There is no parallel among the campaigns for the house in Texas, as the candidates who are raising the most campaign funds have either token or no opposition at all. The $1.6 million raised by Rep. Jeb Hensarling (TX-5) is the most of any house candidate in Texas, and he has no primary opponent and will face a Democrat in November who has not reported any campaign fundraising. Rep. Bill Flores (TX-17) and Rep. Lamar Smith (TX-21) have raised $1 million and $972,000, but neither candidate faces a primary or general election opponent.
“The best way to ensure that a candidate has no primary or general election opposition is to have such a large campaign war chest that all serious challengers consider any attempt to defeat you to be futile,” said Jones. “PACS and wealthy donors tend to give to the most influential members of congress, who also happen to normally reside in safe Republican or Democratic districts and are normally well respected in their party.”
It isn’t unexpected, says Jones, that incumbent members of congress raise such significant amounts of campaign funds with little or no opposition. “It is unsurprising that representatives such as Jeb Hensarling, chairman of the House Republican Conference, and Pete Sessions, chairman of the NRCC, are among the top fundraisers in spite of the fact that both will be re-elected regardless of whether they spend five thousand or five million on their reelection campaigns.” Session has raised $932,000 and is not facing a primary or general election opponent.
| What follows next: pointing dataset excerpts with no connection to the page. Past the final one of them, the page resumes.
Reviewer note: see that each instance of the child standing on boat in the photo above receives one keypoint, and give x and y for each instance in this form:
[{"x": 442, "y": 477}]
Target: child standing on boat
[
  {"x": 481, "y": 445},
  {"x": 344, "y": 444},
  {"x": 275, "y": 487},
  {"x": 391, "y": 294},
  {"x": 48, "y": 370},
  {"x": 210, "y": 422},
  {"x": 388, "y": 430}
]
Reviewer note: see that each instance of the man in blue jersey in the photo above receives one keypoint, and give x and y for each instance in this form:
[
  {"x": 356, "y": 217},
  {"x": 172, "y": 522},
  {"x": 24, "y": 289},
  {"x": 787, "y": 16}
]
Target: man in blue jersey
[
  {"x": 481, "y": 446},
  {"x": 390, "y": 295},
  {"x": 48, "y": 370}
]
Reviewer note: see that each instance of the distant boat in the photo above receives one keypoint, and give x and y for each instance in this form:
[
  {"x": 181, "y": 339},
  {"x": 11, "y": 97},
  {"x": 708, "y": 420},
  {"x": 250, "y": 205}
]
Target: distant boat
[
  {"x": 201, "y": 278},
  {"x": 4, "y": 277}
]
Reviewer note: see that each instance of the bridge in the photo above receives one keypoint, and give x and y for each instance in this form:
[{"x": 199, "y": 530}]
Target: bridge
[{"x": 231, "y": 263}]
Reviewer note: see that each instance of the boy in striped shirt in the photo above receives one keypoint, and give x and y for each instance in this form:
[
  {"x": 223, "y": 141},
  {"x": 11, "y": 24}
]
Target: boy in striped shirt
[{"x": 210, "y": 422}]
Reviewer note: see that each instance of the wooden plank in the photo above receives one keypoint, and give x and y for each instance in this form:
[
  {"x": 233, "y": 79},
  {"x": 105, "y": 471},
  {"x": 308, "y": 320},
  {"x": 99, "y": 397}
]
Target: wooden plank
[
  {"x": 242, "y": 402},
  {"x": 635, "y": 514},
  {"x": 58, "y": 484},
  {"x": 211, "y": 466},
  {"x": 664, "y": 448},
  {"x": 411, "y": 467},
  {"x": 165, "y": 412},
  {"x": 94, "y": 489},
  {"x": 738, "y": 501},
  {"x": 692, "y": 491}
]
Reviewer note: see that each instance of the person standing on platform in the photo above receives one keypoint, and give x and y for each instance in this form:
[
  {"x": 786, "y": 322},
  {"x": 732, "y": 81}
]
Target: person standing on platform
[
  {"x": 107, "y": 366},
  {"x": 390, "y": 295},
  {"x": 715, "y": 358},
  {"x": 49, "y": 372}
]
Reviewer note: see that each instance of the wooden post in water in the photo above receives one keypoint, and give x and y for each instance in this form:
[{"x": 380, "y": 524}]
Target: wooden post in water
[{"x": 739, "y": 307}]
Because of the uncompetitive nature of the general election campaigns in Texas, Jones says that the campaign cash is likely to have more of an impact in a select number of primaries than in the November election. “Of the 36 Texas seats, 33 are either safe Republican or safe Democrat, and only one, District 23, falls into the category of being truly competitive,” said Jones. “As a result, fundraising will only have a significant impact on the outcome of at most 3 of 36 seats in November.”
With the primary date finally set, it appears that the most heated campaign battles for congress in Texas will be waged in the spring rather than the fall. “In the May primaries, there are approximately a half dozen races on both sides of the aisle where fundraising will play a major role in determining which Republican or Democrat will be the party’s nominee in the fall,” said Jones. “In most cases the races are for safe Republican or Democratic seats, signifying that a victory in the primary virtually ensures victory in the Fall.”